According to Tracy Enslen, vice president of business development at the American Dairy Association Mideast, even though some of these farms turn out—quite literally—tons of cheese each day, all of the large Ohio cheese producers are still family owned.
“There’s no such thing as industrial in Ohio cheese,” she said. “The artisanal pride and the quality is all still there even in the largest of them.”
The Buckeye State is home to more than just cheese produced from cow milk. There are several dedicated goat milk cheesemakers, such as Mackenzie Creamery in Hiram and Osage Lane Creamery in Pataskala.
Ohio is even home to a sheep milk creamery, Kokoborrego Cheese Company. This Mount Gilead business has been making sheep cheese since 2011, and their award-winning Owl Creek Tomme is a must try.
Here in the (614), we’re lucky enough to be situated near outstanding creameries like Blue Jacket Dairy (Bellafontaine) and Osage Lane Creamery (Pataskala).
In fact, cheese is even being crafted in Columbus proper. While Black Radish Creamery technically makes and ages their products in nearby Alexandria, they’ve operated a North Market food stand since 2016 (with a second location in North Market Bridge Park), offering not only their own cheeses, but also an eclectic spread from Ohio and beyond.
According to John Reese, who owns Black Radish with his wife Anne, while the pair have always considered themselves lifelong foodies, it wasn’t until John started working for a cheesemaker fresh out of culinary school that things really fell into place.
“It involved science, it involved food; it had that physical component I need to stay focused, so at the end of the day it just encompassed everything, and I fell in love instantly,” Reese said.
Twice a week—using as much as 4,000 pounds of milk delivered by Catlett—Reese will make cheese.
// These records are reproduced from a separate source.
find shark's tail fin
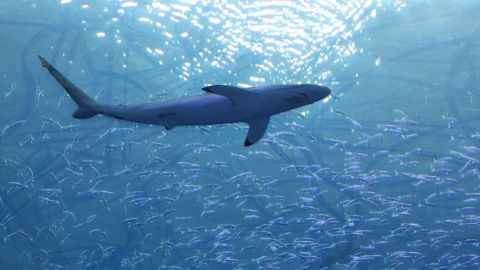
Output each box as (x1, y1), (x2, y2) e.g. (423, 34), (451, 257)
(38, 55), (101, 119)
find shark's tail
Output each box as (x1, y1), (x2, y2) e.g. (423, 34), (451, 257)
(38, 55), (101, 119)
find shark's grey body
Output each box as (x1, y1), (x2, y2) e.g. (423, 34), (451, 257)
(38, 56), (331, 146)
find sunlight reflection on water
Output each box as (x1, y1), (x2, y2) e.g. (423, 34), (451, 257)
(60, 0), (406, 86)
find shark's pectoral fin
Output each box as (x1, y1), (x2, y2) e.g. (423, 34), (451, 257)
(202, 85), (256, 106)
(244, 116), (270, 147)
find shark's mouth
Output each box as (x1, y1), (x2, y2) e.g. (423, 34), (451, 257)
(298, 93), (308, 99)
(286, 93), (309, 104)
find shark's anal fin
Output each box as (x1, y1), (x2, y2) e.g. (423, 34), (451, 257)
(202, 85), (256, 106)
(244, 116), (270, 147)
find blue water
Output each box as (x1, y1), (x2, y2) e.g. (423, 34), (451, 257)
(1, 0), (479, 269)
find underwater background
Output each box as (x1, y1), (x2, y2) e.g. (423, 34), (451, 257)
(1, 0), (480, 269)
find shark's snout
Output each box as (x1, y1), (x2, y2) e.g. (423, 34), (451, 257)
(295, 84), (332, 103)
(317, 86), (331, 100)
(302, 85), (331, 102)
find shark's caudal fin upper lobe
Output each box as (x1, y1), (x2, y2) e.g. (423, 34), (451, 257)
(38, 55), (100, 119)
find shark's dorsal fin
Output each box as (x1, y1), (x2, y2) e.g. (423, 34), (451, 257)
(244, 116), (270, 146)
(202, 85), (256, 105)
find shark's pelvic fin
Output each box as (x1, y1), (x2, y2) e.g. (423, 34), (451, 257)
(202, 85), (256, 106)
(244, 116), (270, 146)
(38, 55), (100, 119)
(164, 124), (175, 130)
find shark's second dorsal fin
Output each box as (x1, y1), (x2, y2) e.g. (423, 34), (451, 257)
(202, 85), (256, 105)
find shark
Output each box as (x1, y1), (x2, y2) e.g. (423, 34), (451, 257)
(38, 55), (331, 146)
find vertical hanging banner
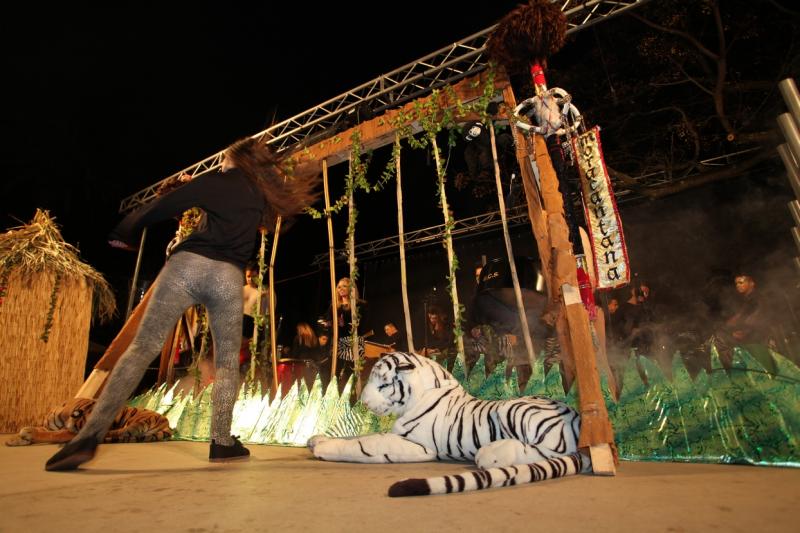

The style depends on the qualities and content of the milk, which varies daily. Turning out roughly 30,000 pounds of cheese a year, Black Radish makes everything from cheddar, to the aromatic raclette, to a new washed-rind cheese called Pious Eddy that features bready notes, a creamy texture, and a light funk.
But no matter what he’s making on a given day, Reese is grateful to be paired with Stonewall, and to be in the Buckeye state making cheese.
“The important thing for me is that we’re respecting the ingredients. We’ve been exposed to artisan cheesemakers for a decade now, and I really think that our milk source is one of the best that I’ve ever seen,” he said. “I’m proud of what we’re doing, and I’m proud that it’s happening here in Ohio.”